Reading Reflection II: Designing for Usability

Personas Make Users Memorable for Product Team Members by Norman Nielsen Group

It is almost impossible to work in the field of human-centered design without using personas at one point or another. The core idea of a persona is to better understand the situation of a fictive, yet extremely accurate individual that represents a potential users. Personas should never be 100% invited, ideally they should be based on real insights and the product of a deep empathic study of the desired target audience. However, the article highlighted once more that personas and user groups are two different things. Personas can be part of a user group, however target groups offer almost no detailed insights and only a very broad assumption of a group of people. Personas offer more detailed insights by providing an overview based on one specific individual.

I also support the idea of using personas as early as possible. However, I actually recommend to empathize with your users instead of forcing people to use one specific methodology, since a persona is just another methodology. So, understanding the audience and individual users is important, but the methodology is only a tool to do so. For many people, personas are a great and simple methodology to get a better overview about potential users.

Why Personas fail by Norman Nielsen Group

As previously mentioned, a persona is a methodology that is part of the design thinking approach. It offers valuable insights into a potential user of your future product and will give you an idea about their problems and challenges. This allows you to solve their problem in a user-centric way.

Nevertheless, it is important to use personas wisely and correctly as highlighted in this article. They look very simple and easy, but it’s important to follow a few basic rules in order to make the most out of this powerful methodology:

  • Build the right personas! Brainstorm or build an ecosystem first, before you choose essential users or stakeholders of your product or service. It is tempting to use previous work experience and customer inisghts to build a persona, but you should never limit yourself and try to create one from scratch.
  • Be realistic, don’t be too creative.
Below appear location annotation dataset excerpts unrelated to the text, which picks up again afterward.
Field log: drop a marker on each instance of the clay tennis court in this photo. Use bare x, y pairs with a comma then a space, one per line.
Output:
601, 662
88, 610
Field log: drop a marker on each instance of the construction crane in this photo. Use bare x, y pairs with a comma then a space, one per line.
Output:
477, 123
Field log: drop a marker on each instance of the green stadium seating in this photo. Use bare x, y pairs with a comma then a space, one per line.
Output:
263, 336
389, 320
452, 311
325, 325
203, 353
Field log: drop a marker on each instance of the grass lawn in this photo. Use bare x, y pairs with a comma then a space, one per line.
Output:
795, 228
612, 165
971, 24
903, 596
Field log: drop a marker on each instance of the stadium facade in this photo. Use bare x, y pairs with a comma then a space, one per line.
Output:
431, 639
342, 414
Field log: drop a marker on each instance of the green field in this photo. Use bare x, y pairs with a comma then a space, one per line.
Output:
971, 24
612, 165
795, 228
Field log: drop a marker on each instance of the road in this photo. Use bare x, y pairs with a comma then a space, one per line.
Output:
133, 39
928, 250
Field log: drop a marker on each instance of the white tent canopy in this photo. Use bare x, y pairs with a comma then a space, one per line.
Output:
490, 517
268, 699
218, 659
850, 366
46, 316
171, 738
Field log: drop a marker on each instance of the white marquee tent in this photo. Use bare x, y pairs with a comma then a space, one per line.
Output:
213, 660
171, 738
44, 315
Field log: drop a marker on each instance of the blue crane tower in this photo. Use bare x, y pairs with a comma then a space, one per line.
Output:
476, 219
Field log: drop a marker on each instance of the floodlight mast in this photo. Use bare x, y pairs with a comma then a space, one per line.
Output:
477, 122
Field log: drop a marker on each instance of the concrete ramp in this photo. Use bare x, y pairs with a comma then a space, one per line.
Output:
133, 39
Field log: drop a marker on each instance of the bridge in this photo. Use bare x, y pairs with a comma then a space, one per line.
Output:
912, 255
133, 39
Personas can be fictive, but they should never turn into unrealistic images of fantasy avatars. Try to validate assumptions, ideally by talking to users. Also, reduce it to important categories only that are related to your specific field or topic. Don’t replicate an existing template if it doesn’t contain useful categories. You may find it easier to create one from scratch.
  • Forget about visual design. Especially designers tend to focus more on the style of the template instead of the content. Instead, you can also sketch personas with a pen or create them with sticky notes. This is not a visual design exercise, but a strategic methodlogy. Keep it simple and save time. It’s all about the content. This will also prevent anybody from calling it “the picture thingy.”
  • Don’t assume anything. Again do your research, talk to potential users and try to see the world through the eyes of the persona that you created.
  • User your persona regularly. Otherwise, this methodology will never help you to solve real probelms of your users. So, don’t limit the use of personas to the duration of your initial design thinking workshop, instead review them on a regular bases and make changes if needed.
  • Iteration. As designers, we live in a fast-paced environment and the problems as well as the overall situation can change rapidly. So you should review and update them on a regular basis.